Rabbi: Thank you for the suggestion. I agree, we must invite all those interested to address these, and other questions on Torah study and Jewish life. Torah education must be freely available so all who desire it, may find it.  Mesora and the JewishTimes have been inviting and addressing questions for 14 years. Our home page has an "Ask the Rabbi" feature where we receive many questions weekly. And our Discussions Forum also offers a dialogue on all topics. People may even join us live Sundays for interactive, audible sessions. And as you suggested for the JewishTimes, we regularly include a readers' questions and answers column.

I am glad you raised this specific issue, bringing to light the correct understanding as Rabbi Scherman writes above. Thank you.

When a Mitzva Isn't One

Chaim: Dear Rabbi, Before our last Rosh Hashanah  holiday, I was fortunate enough to have received my beautiful Israel manufactured Shofar. It took me no time to learn how to sound the Tekiahs, Shevarims and Teruahs. My whole life I depended on others to fulfill the mitzvahs of hearing the Blasts of the Shofar, and this Rosh  Hashanah it was no longer necessary! I was so proud of myself!

As the weeks and months passed by, I would walk past my beautiful Shofar at least ten times a day, and forced myself not to take it out, for I believed that it was used only during the High Holidays, and other religious occasions. The temptation to remove it from it’s lovely silk bag and hold it , was very difficult to resist.

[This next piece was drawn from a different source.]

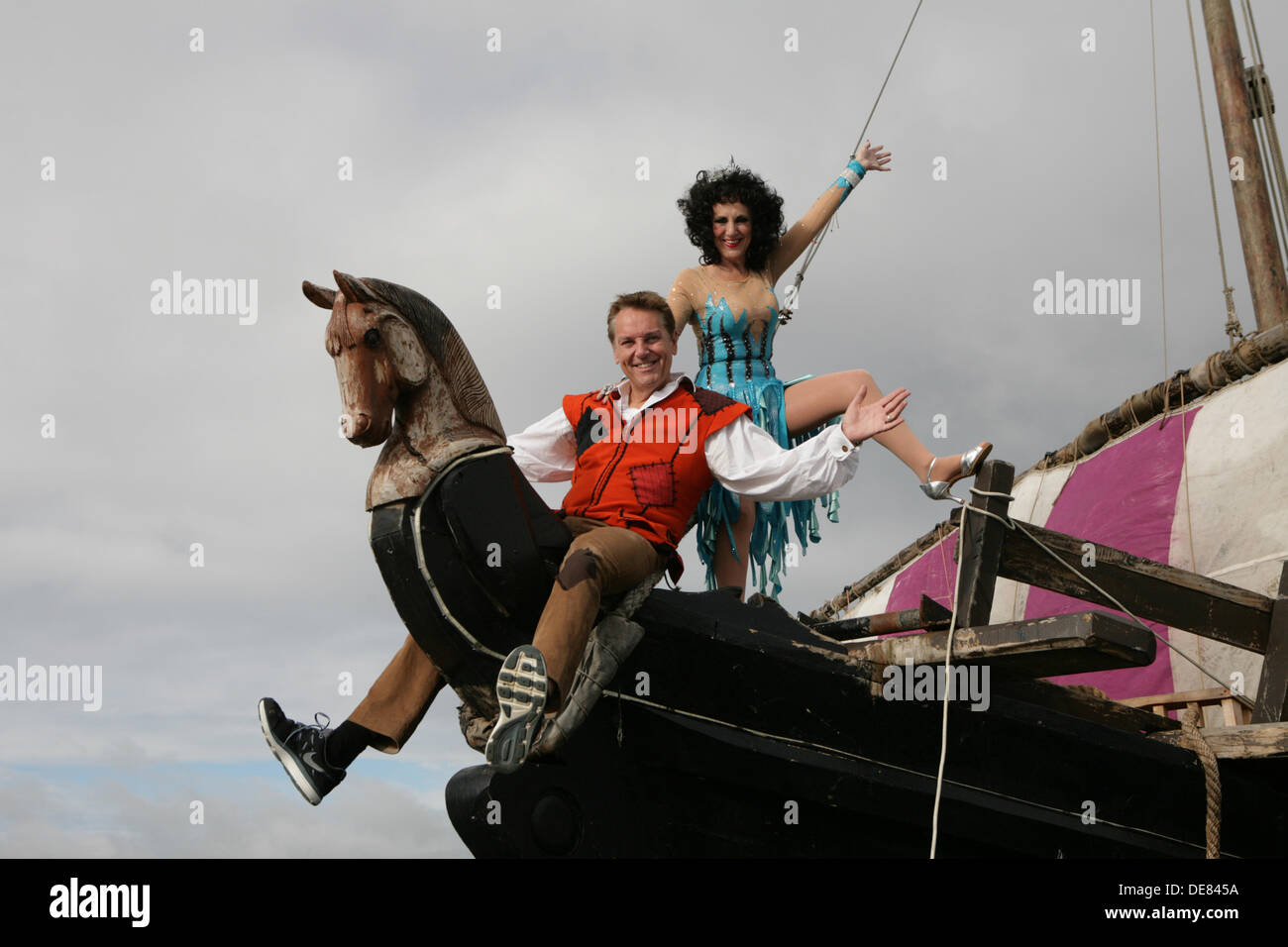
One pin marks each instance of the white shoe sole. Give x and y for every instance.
(520, 689)
(288, 764)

Then one day, after returning from schul, after praying “PESUKEI D’ZIMRAH” Psalm 150. (I made a mental note) which says, Halleluyah! Praise God in His Sanctuary, praise Him in the firmament of His power. Praise Him for His mighty acts;  praise Him as befits His abundant greatness. Praise Him with the blast of the Shofar...  I couldn’t resist hearing it’s magnificent sounds, so I placed the Ram’s Horn to my lips and in my mind stated my intent to Praise Hashem with the blasts of my Shofar like it is written in my Siddur, loudly sounded Tekiahs, Shevarims and Teruahs.

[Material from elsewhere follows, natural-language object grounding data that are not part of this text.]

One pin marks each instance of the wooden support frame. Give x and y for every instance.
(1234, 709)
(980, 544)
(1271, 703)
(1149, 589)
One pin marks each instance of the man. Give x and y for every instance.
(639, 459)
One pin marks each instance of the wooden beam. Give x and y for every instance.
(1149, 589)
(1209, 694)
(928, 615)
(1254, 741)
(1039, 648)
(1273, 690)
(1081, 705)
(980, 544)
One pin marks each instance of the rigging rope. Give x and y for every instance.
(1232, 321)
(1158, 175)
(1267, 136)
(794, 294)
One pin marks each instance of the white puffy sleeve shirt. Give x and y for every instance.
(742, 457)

My question is: Will this premeditated act be added to my storehouse of mitzvahs?

Rabbi: A mitzvah is only a mitzvah when we follow the parameters of the law, and not simply physical parameters. So blowing a shofar off-season does not register as the fulfillment of a command, despite the fact that you performed the identical action, and had great intent. Similarly, waving a lulav during January is not a halachik act, nor is donating to Churches an act of tzedaka. Mitzvah is defined by strict parameters, not by the physical act alone.

That being said, notwithstanding the above have expressed a perfection in desiring to glorify God. We see thereby, that we can perfect ourselves even without mitzvah, as you demonstrated. During your prayers, something moved you to desire to express a celebration of our Creator. You embodied today, the perfection we attain during Rosh Hashannah. So you may continue to blow the shofar, even though it is not a mitzvah, if it reminds you of true ideas.

I once heard an idea taught by Rabbi Israel Chait. He taught that blowing an instrument is to convey our inability to articulate a true praise of God, since we know not what God's nature really is. To demonstrate that man's words fall very far from the truth, King David ended his books of Psalms with the psalm you cited. The king wished to end all fof his praises with the final truth, than man's praises fall short of what we owe God. Thus, he used wordless instrumentals to convey our inability to offer true praise of God.